Data. Data. Data.
December 29th, 2008by Jeremy Thomas
Something I learned while working with the Information Management group at BearingPoint down in Australia continues to resonate for me at my “Web 2.0-ish” job in San Diego, CA. Data integrity is king but is bloody hard to maintain. Consider a datawarehouse, where information about information is stored, often for reporting purposes. Datawarehouses can be used to answer the question “how many customers do I have?”, or more specifically, “how many residential customers do I have?”. Seems simple enough.
But data, dare I say “truth”, is federated. And each member of the federation has its own vernacular.
For example, the residential loan processing system might call a customer a “customer”, while the commercial loan processing system calls a customer a “client”. At the core these are the same entities, with “residential” or “commercial” being a modifier (as an adjective is to a noun). So a datawarehousing solution would apply its central vernacular to these entities allowing the question “how many customers do I have?” to be answered even though the answer is informed by two sources of truth.
Data transformation and categorization works moderately well when an organization has control over its data sources (and has, therefore, a limited number of vernaculars). But consider the La Jolla, CA, page on Yelp, http://www.yelp.com/la-jolla-ca, which claims that La Jolla has 1028 restaurants worth reviewing. Most of this data is user-submitted. And how does a user classify Starbucks? “Food”? “Restaurants”? And what about subcategories? “Coffee and Tea”? “Desserts”? Some users might choose to use some of these categories, while others might use all. And it’s consistency that lies at the heart of the issue of maintaining data integrity. A user should have access to all restaurants when browsing by “Restaurants”.
If information is consistently categorized, even incorrectly, we can get accurate answers to our queries. But if it’s inconsistently categorized our answers will not be comprehensive.
So how, then, do websites like yelp.com deliver meaningful, consistently categorized results when they’re reliant on crowdsourcing? Are there really only 1028 review-worthy restaurants in La Jolla? And what of those restaurants that are mistakingly subcategorized as “Turkish” when they’re actually “Lebanese”?

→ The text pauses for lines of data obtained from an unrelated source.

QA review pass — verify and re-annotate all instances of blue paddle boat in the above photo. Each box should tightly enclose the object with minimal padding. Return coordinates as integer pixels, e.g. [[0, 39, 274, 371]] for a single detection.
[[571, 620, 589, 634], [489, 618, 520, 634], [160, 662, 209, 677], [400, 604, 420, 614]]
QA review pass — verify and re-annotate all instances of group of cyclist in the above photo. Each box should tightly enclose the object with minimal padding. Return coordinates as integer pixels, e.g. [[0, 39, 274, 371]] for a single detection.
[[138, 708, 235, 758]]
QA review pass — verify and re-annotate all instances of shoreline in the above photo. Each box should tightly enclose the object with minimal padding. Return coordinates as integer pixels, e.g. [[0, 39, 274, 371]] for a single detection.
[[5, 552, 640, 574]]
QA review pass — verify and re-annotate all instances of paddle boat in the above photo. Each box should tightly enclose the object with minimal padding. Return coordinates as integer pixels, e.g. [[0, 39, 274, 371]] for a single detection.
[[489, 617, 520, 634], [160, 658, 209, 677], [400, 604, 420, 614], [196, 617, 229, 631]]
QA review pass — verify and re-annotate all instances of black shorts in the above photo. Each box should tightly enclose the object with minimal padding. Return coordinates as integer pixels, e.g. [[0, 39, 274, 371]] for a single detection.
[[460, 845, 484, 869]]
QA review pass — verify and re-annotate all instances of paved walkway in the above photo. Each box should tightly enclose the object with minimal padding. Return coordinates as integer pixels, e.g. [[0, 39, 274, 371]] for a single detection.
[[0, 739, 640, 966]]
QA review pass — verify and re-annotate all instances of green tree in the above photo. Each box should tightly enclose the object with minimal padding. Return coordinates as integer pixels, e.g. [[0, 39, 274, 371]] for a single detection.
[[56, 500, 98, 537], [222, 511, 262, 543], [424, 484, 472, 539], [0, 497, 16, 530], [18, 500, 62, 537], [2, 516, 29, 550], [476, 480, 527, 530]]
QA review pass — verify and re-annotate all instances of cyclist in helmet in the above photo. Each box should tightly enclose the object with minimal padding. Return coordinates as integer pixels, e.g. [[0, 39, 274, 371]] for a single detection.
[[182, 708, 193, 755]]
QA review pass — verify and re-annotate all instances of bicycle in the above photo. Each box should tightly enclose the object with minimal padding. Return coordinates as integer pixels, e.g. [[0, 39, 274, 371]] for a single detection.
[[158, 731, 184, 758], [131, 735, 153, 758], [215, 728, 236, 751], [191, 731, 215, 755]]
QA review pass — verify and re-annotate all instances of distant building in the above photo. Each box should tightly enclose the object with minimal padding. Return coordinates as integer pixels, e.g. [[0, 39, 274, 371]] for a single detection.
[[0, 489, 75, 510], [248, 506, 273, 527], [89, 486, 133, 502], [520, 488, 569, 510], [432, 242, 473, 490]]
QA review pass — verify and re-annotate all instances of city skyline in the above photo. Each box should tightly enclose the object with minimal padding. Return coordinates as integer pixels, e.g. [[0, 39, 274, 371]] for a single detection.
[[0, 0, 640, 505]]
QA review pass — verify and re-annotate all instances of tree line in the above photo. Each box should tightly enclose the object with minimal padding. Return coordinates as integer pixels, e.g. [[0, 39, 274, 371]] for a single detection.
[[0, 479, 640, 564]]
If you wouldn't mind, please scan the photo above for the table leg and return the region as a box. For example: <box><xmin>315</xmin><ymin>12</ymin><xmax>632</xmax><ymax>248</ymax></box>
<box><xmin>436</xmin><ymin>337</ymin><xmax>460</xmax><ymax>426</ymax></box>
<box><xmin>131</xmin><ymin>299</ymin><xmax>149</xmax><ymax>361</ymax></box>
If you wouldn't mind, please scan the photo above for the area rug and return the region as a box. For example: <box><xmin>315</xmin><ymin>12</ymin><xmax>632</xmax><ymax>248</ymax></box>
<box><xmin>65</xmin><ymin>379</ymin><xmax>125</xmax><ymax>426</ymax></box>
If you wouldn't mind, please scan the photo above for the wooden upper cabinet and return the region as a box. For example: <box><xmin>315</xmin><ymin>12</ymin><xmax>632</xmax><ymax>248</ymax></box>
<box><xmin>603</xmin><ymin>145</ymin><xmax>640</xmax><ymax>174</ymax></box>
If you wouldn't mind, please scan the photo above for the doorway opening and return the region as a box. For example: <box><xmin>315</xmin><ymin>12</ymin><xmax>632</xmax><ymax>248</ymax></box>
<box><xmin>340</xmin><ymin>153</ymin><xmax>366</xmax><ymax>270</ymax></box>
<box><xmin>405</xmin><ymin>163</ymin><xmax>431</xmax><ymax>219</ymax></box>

Manual Labor is the answer.
I suspect sites like Yelp.com leverage services like mechanical turk to comb through the thousands of user-submitted records apply a more uniform categorization scheme. And this is why data integrity is bloody hard to maintain as there is so much manual labor involved. I question the sustainability of such a model, especially as a site grows and gathers more data.
But, what I can say, is it is more important for data to be correctly categorized than it is for it to be mostly correctly categorized. If users on Yelp search for “Automotive” assets and are shown beauty salons they will leave. Data integrity is king.
Follow Me on Twitter
Co-Author
December 31st, 2008 at 3:46 pm
But 1028 is just a scent — “there are many possibilities here”. Coffee and Tea or Dessert may take both take you to Starbucks, but neither is wrong. They are just different paths for different users.
As for beauty salons listed as Automotive… couldn’t the same crowd that created the listings police them with feedback forms and the like? That way, while it would still be a manual process to fix it would be targeted and manageable.